A violação à segurança jurídica e à proteção da confiança, se dá, por que entre a prática dos comportamentos tidos como ímprobos e a edição da lei que deseja valorá-los de forma sancionatória, em termos retroativos, transcorreram 8 anos e dois meses!Ou seja, após a prática consolidada de tais atos (para o bem ou para o mal), surgiu na ordem jurídica estadual regra que "juridiciza fatos passados", para impedir o exercício de liberdades no presente, a liberdade-participação de acesso a cargos em comissão nos poderes constituídos em SC. Surgiu, no presente, norma-sanção para emprestar a fatos passados efeito limitador ao direito de liberdade-participação.
E tendo em conta o tempo de prolação do acórdão, a diferença temporal, embora menor relativamente à data de ocorrência dos fatos, não é menos desautorizante de incidência válida da nova lei estadual: 1 ano e 4 meses do acórdão. Assim, neste particular, a lei estadual estatuir novo efeito anexo para decisões judiciais já prolatadas, constitui flagrante violação à garantia constitucional da coisa julgada.
E toda lei retroativa punitiva ou gravosa à esfera de direitos da pessoa humana, que busca enredar em sua esfera de juridicidade fatos já consolidados ou sentença já dadas, viola a regra da isonomia. Pois é lei que visa regular, retrospectivamente, casos certos, dados sobre pessoas certas, eis que o passado é certo, mas o futuro não.
A generalidade (universo de pessoas) e abstração (universo de casos) da lei são garantias da igualdade (Norberto Bobbio). E como as leis regulam para o futuro, sua abstração e generalidade guarnecem a igualdade de tratamento de todos os cidadãos não só perante as leis, mais no interior de seus comandos normativos.

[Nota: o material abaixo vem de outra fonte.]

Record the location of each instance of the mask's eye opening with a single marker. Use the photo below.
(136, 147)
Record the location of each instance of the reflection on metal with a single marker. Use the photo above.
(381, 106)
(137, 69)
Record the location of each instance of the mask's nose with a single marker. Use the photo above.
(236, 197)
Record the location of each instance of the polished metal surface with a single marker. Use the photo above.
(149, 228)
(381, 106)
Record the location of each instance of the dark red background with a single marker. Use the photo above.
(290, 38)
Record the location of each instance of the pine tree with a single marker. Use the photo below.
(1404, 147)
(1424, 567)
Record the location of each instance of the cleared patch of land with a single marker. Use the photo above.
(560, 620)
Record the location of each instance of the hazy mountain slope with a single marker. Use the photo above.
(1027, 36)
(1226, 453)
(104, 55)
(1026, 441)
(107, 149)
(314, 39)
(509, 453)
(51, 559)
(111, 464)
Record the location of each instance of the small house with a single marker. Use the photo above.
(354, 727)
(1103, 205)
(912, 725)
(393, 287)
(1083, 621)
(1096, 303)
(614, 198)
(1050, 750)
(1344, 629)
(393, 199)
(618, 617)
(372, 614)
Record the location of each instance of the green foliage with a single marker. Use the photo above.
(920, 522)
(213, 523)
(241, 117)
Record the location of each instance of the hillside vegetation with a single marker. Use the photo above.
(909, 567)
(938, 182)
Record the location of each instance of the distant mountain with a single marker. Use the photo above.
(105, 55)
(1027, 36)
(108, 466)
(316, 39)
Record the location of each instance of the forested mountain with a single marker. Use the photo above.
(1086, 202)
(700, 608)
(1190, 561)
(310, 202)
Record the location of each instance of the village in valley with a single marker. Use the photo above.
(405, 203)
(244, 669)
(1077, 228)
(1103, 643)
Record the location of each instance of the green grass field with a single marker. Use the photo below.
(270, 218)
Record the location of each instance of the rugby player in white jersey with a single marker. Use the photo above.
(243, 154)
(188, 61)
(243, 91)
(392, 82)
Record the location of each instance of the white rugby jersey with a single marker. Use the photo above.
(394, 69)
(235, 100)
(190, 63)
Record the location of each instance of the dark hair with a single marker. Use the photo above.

Lei nova que colhe fatos ou sentenças passadas tem endereço certo, pois já sabe que pessoas receberão sua incidência e que casos concretos ocorreram. Sabe quais casos concretos e quais indivíduos afetará, pois dispõe da certeza do passado! Abarca, retroativamente, no plano do concreto e do individual, pessoas e casos determinados, pois já dados, como o de exemplo antes dado. Tais leis, em nosso sistema de direitos, "não tem futuro para aplicação passada!". E futuro só terão se respeitarem o passado!
Lembremos, a propósito, um rico filme sobre o tema (retroatividade gravosa e injusta das leis), de Costa Gravas, Corte Especial de Justiça, que apresenta o que fizeram os nazistas com a França invadida, para retaliarem os ataques que a resistência francesa impingia aos oficias do exército tedesco no centro de Paris: as forças de ocupação alemã rejulgaram, com novas regras e novas penas, presos já detidos e em cumprimento de sentenças... e decretaram a pena de morte, para muitos casos de furto, para os quais o Direito pré-ocupação previa apenas privação de liberdade! Assim, intolerável que em pleno vigor de nossa democracia retornemos às práticas de regimes que lhe são o contrário e/ou a sua própria morte (in)jurídica! [16]
Todavia, ainda que se pudesse dizer o artigo 1º, letra "g", da Lei estadual válido, ele só o seria pró-futuro; só poderia incidir, válida e eficazmente, sobre fatos ocorríveis a partir de sua entrada em vigor - a partir de 20.12.10. Ou seja, a lei ficha limpa estadual só pode ter efeitos prospectivos, no dia imediato e posterior a 20.12.10, ou melhor, seus efeitos devem projetar-se para o futuro; incidirem apenas sobre fatos ocorríveis a partir de sua entrada em vigor, e jamais ex tunc (retroatividade), sob pena de incidência retroativa de leis gravosas em matéria de liberdades e de direito estrito.Com outras letras: os fatos típicos que terão os efeitos de barrar acesso a cargos em comissão, devem se dar no mundo do ser do direito, após a entrada em vigor da lei ficha limpa (20.12.10), nunca antes!
A doutrina juseleitoral de Adriano da Costa Soares [17], discutindo dispositivo similar constante da lei complementar 135/10, fez precisa crítica ao dispositivo federal. Embora trate, em parte, de condenação criminal, ela se aplica, tout court, às condenações de improbidade, não só pelo evidente conteúdo penal não criminal dessas decisões, mas por que em nosso sistema de direito não pode haver leis gravosas retroativas, por força do princípio da irretroatividade das leis.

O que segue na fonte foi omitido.